Relativiert wurde die Regelung allerdings durch die Rechtsprechung des EuGH im Fall Dereci (C- 256/11 vom 15. November 2011) und in der Folge des VwGH. Dementsprechend gelten für in Erwerbsabsicht zuwandernde türkische Staatsangehörige gewisse Voraussetzungen des NAG nicht, da es sich um Verschärfungen der Zuwanderungserfordernisse seit dem EU-Beitritt Öster­reichs mit 1. Jänner 1995 handelt, so auch die Altersgrenze von 21 Jahren für Familienzusam­menführungen. Der Volksanwaltschaft ist aus Prüfungsverfahren bekannt, dass türkische Staats­angehörige vor dieser Entscheidung des EuGH in mehreren Fällen ihre Geburtsdaten sogar ge­richtlich ändern ließen, um die Altersgrenze zu umgehen. Für diese Personengruppe sind derarti­ge Handlungen zwar nicht mehr erforderlich, für Angehörige anderer Drittstaaten gilt die Alters­grenze aber nach wie vor.

Wie die Volksanwaltschaft in ihrem 35. Bericht an den Nationalrat und Bundesrat über das Jahr 2011 (S. 145 f.) festhielt, stellte sowohl der VfGH (B 711/10) als auch der VwGH (2010/22/0087) fest, dass die Regelung mit der Familienzusammenführungsrichtlinie in Einklang steht und nicht unsachlich ist. Eine Verfassungswidrigkeit wurde somit nicht festgestellt.

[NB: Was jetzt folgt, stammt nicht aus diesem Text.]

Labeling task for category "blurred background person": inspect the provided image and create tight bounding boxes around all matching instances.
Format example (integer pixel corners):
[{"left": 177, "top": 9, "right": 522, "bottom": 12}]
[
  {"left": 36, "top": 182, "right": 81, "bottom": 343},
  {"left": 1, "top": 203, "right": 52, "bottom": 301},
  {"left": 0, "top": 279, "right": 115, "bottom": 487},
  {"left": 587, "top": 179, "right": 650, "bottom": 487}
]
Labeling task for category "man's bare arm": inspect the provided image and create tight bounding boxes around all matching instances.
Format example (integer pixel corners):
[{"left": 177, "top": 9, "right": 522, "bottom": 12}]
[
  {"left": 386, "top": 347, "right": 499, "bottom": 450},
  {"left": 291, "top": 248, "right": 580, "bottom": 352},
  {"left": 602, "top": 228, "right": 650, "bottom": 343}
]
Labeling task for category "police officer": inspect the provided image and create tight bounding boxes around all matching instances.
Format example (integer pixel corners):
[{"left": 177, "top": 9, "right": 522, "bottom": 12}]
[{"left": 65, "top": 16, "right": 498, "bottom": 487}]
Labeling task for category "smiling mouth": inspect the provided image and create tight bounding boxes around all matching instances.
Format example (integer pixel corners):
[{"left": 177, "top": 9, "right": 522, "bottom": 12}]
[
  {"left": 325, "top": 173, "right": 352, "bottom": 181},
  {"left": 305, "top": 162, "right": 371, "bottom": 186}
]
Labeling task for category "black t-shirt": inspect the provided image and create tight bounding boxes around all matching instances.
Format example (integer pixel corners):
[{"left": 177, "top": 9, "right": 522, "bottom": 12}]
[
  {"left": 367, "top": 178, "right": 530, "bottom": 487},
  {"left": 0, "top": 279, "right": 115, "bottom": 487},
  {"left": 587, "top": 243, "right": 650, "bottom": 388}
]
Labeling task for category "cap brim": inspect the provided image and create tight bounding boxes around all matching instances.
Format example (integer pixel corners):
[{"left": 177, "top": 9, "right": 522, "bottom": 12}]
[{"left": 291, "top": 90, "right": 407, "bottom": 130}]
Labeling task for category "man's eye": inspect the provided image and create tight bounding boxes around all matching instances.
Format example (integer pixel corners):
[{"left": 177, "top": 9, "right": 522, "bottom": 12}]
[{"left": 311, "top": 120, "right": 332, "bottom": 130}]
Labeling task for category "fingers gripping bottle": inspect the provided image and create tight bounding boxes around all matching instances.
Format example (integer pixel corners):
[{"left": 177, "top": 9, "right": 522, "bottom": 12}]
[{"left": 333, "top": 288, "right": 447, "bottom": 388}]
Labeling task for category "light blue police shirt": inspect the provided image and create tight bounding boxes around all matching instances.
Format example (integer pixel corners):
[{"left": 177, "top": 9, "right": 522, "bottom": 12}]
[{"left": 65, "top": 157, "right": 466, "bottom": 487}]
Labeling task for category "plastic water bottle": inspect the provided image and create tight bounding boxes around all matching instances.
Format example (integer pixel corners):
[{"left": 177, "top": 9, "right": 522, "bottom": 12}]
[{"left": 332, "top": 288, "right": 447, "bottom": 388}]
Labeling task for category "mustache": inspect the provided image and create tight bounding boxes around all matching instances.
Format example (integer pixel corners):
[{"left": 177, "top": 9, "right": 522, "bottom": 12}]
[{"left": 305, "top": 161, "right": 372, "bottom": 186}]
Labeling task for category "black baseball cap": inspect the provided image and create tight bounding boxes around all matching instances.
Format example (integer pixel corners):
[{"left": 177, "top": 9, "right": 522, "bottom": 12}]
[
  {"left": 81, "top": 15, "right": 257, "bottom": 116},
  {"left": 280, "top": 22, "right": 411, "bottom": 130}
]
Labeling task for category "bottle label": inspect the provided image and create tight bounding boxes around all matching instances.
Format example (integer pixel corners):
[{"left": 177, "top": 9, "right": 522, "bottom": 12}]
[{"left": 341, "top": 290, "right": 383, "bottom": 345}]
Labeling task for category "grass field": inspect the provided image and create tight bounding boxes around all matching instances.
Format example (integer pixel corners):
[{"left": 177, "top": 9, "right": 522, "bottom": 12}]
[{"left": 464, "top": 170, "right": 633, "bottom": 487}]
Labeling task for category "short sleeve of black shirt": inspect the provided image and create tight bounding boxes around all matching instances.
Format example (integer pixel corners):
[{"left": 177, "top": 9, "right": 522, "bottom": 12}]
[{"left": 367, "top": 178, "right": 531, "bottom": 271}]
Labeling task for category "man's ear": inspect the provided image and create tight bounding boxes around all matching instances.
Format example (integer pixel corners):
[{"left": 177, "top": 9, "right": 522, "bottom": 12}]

Zu hinterfragen ist aber aus rechtspolitischen Überlegungen doch, ob die Regelung auch den an­gestrebten Zweck, nämlich arrangierte (Kinder)Ehen oder Zwangsehen durch diese Altersgrenze zu verhindern oder zu minimieren, erfüllen kann. Menschen mit 18 Jahren muss grundsätzlich die volle Entscheidungsfähigkeit über ihre Lebensplanung zugebilligt werden.  Auch ist zu akzeptie­ren, dass in anderen Kulturkreisen Ehen in jüngerem Alter geschlossen und Familien gegründet werden. In den dargelegten Fällen türkischer Staatsangehöriger führte die Regelung sogar dazu, dass aufwändige Umgehungshandlungen von den Betroffenen selbst gesetzt wurden, um früher eine Familienzusammenführung zu erreichen.

 

Die Vorsitzende:

Volksanwältin Mag.a Terezija Stoisits  e.h.